Album: Popular Problems
Artist: Leonard Cohen
“I saw some people starving
There was murder, there was rape
Their villages were burning
They were trying to escape
I couldn’t meet their glances
I was staring at my shoes
It was acid, it was tragic
It was almost like the blues”
– Leonard Cohen, “Almost Like the Blues”
It’s refreshing to find humour in a Leonard Cohen album right from the clever title, not just because his songs have long been couched in a kind of nihilist twilight but also because, contrary to expectations, the humour actually works?It’s dark, dry, and never awkward or silly. And it does much to lighten the deeply serious subject matter that comes in its wake.
Humour is an effective buffer for the content of this album, which perhaps more than any other Cohen disc examines his personal take on his Jewishness and manifests an honest but cavalier stance toward anti-Semitism?both the anti-Semitism of history and the anti-Semitism That’s been burgeoning lately in response to the Israel-Palestine conflict.
What’s always been so wonderful about Cohen is his sincerity. Just when you think he’s posing he shows that the elegant, romantic, poet-lover is the real McCoy and not just a media invention (an image with which he’s sometimes amused but which he’s never disputed).
In “Almost like the Blues” he makes a typically oblique reference to what It’s like to be a diaspora Jew today; heir to a rich but painful history, and now blamed for the sufferings of the victims of the Zionist agenda.

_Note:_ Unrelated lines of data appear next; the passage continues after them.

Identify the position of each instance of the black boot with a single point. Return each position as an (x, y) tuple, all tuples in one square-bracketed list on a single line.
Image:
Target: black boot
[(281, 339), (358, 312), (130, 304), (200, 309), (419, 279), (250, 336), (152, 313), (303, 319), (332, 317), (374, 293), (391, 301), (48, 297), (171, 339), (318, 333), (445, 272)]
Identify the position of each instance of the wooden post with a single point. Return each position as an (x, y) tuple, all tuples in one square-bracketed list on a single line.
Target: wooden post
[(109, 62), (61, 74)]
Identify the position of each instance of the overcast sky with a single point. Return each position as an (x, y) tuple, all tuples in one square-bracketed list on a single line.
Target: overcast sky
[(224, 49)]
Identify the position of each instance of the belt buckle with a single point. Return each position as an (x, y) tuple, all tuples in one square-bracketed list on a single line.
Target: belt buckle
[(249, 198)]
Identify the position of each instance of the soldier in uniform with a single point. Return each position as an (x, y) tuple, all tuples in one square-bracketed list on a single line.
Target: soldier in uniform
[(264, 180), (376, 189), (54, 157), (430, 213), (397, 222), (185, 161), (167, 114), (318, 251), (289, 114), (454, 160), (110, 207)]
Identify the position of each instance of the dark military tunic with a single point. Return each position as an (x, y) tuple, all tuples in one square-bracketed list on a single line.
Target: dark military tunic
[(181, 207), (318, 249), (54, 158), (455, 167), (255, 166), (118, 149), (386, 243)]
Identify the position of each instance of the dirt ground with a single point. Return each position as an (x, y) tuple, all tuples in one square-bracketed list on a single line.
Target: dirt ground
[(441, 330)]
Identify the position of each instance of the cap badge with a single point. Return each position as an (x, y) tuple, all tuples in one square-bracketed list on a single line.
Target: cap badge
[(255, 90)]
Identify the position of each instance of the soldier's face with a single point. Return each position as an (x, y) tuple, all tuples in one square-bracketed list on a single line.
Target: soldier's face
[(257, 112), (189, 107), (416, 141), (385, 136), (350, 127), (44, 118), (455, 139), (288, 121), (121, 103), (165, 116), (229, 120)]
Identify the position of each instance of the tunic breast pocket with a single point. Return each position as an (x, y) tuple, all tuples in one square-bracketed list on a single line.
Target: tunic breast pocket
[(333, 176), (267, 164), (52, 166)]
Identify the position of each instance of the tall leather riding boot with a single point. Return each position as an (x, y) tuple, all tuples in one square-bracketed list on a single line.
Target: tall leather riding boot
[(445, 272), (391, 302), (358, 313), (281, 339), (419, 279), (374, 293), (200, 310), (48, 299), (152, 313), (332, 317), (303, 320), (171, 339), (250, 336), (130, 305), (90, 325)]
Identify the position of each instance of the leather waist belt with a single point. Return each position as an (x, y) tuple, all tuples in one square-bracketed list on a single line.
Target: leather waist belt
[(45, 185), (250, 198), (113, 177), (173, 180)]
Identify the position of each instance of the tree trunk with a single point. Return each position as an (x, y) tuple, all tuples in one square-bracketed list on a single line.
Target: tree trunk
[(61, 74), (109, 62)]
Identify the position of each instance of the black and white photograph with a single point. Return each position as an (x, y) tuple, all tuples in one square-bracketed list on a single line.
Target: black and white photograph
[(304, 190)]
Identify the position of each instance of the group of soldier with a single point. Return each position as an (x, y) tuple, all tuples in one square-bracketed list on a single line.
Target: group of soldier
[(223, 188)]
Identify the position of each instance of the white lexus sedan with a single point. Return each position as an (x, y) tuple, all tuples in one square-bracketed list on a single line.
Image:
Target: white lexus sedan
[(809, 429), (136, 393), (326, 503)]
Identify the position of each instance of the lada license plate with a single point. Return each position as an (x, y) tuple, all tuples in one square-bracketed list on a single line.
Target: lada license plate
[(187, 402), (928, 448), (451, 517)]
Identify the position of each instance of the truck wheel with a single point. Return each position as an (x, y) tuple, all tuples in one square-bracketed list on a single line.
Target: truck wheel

There are many sides to this dilemma. If I understand “Samson in New Orleans” right, It’s an expression of the Jew’s bitterness and rage at having been “captured” by an enemy society and shorn of his strength.
“Nevermind” seems to be the offhand end-of-life remarks of a Nazi, minimizing and undermining truth even as he seems to want to come clean. He reveals his own callous hypocrisy as well as the hypocrisy of those, including his former victims, who chose to follow in his footsteps.
With “Born in Chains” Cohen lifts the tragedy of his existence to lofty heights.
“I’ve heard the soul unfolds
In the chambers of its longing
And the bitter liquor sweetens
In the hammered cup
But all the Ladders
Of the Night have fallen
Only darkness now
To lift the Longing up”
And thus we’re left with the kind of hope and transcendence that only darkness can bring.
Cohen loses points for using the same type of rather insipid female backup singers he’s always used, but hey, he’s already done it this way, and he gains the points back for hiring a great sound engineer.
It’s also a huge plus that the website gives you the lyrics of each song, because they’re all worth contemplating at length, as I did as a teen with his early albums over crackers and chamomile tea.
If anything, time and experience have made this wonderful poet even better equipped to bring us meaning and delight in this vale of tears.
Popular Problems manifests six of the Mindful Bard’s criteria for albums well worth hearing.
– It’s authentic, original, and delightful.
– It poses and admirably responds to questions that have a direct bearing on my view of existence.
– It’s about attainment of the true self.
– It inspires an awareness of the sanctity of creation.
– It displays an engagement with and compassionate response to suffering.
– It makes me appreciate that life is a complex and rare phenomena, making living a unique opportunity.